The city also has a severe parking problem, which leads to illegal parking.
“Passing illegally parked vehicles, such as double-parked cars, requires high precision and can be challenging even for skilled drivers, due to the narrow, winding roads of Tel Aviv. Self-driving cars must be quick to respond in these situations, especially considering the fast-paced driving there,” the Yandex team wrote.
The company also had to adapt its hardware and sensors to withstand the higher temperatures in Israel while also building custom cooling systems for both the interior and exterior of the car. This May, temperatures reached as high as 40° C (104° F) in Tel Aviv and the “car successfully operated throughout the city all day long without issue,” Yadex wrote.
Still, in comparison to human capabilities, the tech developed by Yandex is able to adapt much faster. Fokin mentions his experience living in the UK for a time and how it took him two weeks to adjust to driving on the left side of the road. For the computer, he explains, it was nothing. “We literally just flipped a switch.”

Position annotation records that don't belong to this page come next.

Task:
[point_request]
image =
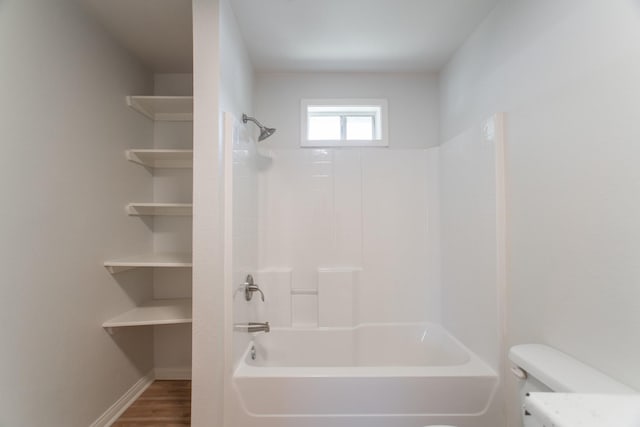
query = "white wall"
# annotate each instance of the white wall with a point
(473, 246)
(344, 234)
(64, 182)
(566, 74)
(413, 103)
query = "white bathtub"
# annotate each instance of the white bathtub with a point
(373, 369)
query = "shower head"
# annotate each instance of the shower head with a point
(265, 132)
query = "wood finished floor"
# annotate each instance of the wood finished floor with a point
(164, 403)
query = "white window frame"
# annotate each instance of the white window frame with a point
(382, 123)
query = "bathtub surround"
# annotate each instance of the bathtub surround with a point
(566, 74)
(65, 181)
(321, 218)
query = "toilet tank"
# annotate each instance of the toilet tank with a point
(544, 369)
(558, 372)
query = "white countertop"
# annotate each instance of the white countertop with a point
(585, 410)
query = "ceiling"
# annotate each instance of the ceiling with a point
(356, 35)
(303, 35)
(158, 32)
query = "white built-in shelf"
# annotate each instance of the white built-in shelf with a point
(155, 312)
(158, 260)
(158, 158)
(166, 209)
(163, 108)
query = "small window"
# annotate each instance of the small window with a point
(344, 123)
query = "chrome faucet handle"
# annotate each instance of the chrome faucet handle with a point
(250, 287)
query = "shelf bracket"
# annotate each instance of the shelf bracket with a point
(113, 269)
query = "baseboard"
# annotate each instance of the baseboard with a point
(172, 373)
(113, 413)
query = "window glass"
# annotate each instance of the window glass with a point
(342, 122)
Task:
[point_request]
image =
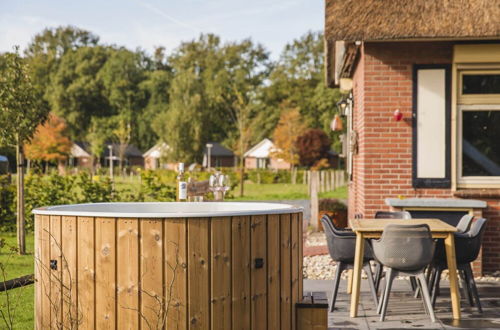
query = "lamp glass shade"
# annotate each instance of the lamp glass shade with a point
(336, 124)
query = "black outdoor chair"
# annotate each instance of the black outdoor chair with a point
(407, 250)
(404, 215)
(467, 247)
(465, 223)
(342, 246)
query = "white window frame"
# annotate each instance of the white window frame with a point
(473, 181)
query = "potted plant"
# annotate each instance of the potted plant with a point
(335, 209)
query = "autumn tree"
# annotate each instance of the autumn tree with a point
(289, 128)
(313, 146)
(21, 111)
(50, 142)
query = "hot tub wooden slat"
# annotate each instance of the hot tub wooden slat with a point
(220, 273)
(300, 256)
(128, 273)
(198, 273)
(39, 315)
(105, 278)
(286, 276)
(45, 271)
(69, 271)
(86, 273)
(295, 264)
(176, 273)
(273, 271)
(258, 241)
(152, 304)
(56, 275)
(240, 274)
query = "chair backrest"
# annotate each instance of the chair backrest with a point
(468, 245)
(464, 223)
(393, 215)
(405, 247)
(341, 244)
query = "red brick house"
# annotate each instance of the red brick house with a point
(437, 63)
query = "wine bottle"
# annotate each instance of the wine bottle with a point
(181, 184)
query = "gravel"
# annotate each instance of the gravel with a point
(321, 267)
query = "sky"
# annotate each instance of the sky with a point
(151, 23)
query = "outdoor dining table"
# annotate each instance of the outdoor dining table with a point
(373, 228)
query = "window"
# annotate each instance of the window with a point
(431, 126)
(479, 144)
(479, 128)
(480, 84)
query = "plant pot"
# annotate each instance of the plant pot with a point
(339, 218)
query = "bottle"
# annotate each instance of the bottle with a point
(181, 184)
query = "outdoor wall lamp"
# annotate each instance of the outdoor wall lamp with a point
(398, 115)
(342, 106)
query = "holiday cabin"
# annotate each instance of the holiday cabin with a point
(421, 81)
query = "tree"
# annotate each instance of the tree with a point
(76, 93)
(20, 114)
(50, 142)
(100, 130)
(313, 146)
(122, 132)
(289, 128)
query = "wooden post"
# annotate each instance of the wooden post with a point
(314, 199)
(21, 243)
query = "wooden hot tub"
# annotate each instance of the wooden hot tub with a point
(168, 265)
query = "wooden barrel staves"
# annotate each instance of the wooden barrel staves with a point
(228, 272)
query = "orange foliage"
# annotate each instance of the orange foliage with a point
(50, 142)
(289, 128)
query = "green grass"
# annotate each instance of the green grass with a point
(282, 191)
(21, 300)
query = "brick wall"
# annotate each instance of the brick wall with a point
(382, 168)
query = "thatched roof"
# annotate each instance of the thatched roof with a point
(367, 20)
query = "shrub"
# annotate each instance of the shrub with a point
(154, 190)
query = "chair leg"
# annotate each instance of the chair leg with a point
(472, 285)
(389, 277)
(419, 289)
(435, 289)
(466, 286)
(378, 274)
(340, 268)
(371, 283)
(427, 298)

“We’re limited geographically to the one area in Tel Aviv where we’re allowed to drive,” Fokin says of the northern Tel Aviv neighborhood near Grinberg Bistro where the Yandex car is making the rounds. But they’re making the best of it.
What does an autonomous vehicle look like?
Yandex unveiled its first autonomous car prototype in 2017 – a fairly unassuming vehicle, red and white, with a company logo emblazoned on the sides. A key difference though was the noticeable cameras, radars, and laser sensors mounted on the roof.
This LiDAR system is essential to the autonomous vehicle, producing a 3D picture of the car’s surroundings with accuracy and precision, while using radars and sensors to target objects and measure their distance from the vehicle. The system is part of a detailed map, Fokin explains, which is embedded into the memory of the computer and used for localization purposes — to familarize the vehicle with its environment.
“The car needs to understand its location down to the centimeter, so its centimeter accuracy is essential for us. It also creates an additional safety level, because for autonomous vehicle localization purposes, you cannot use satellite navigation, because it’s not accurate enough.”
“You can spoof satellite navigation, you can fake a satellite signal, but you cannot fake whatever is inside, because it’s not connected to the outside world,” Foking tells NoCamels.
The trunk contains a large computer that analyzes the road and accordingly controls the steering wheel, gas, and brake pedals – all without human intervention.
Fokin says the company tries to choose the best LiDAR by price-performance ratio for its hardware and that all software stack is built in-house by the Yandex team.
“After we are there, we can focus more on comfort and other things,” he adds.
SEE ALSO: Russian Tech Company Yandex To Test Self-Driving Cars In Israel
Other local Yandex projects
Prior to beginning advanced testing on its autonomous vehicles, Yandex partnered with Tel Aviv University to open a branch of the Yandex School of Data Analysis. There, the company offers a one-year career advancement program in machine learning through an initiative at TAU’s Blavatnik School of Computer Science. The initiative is part of the Bachelors of Science program. TAU is the sixth branch for the Yandex School of Data Analysis.
Yandex also launched its Yandex.Music AI-powered music streaming application in Israel.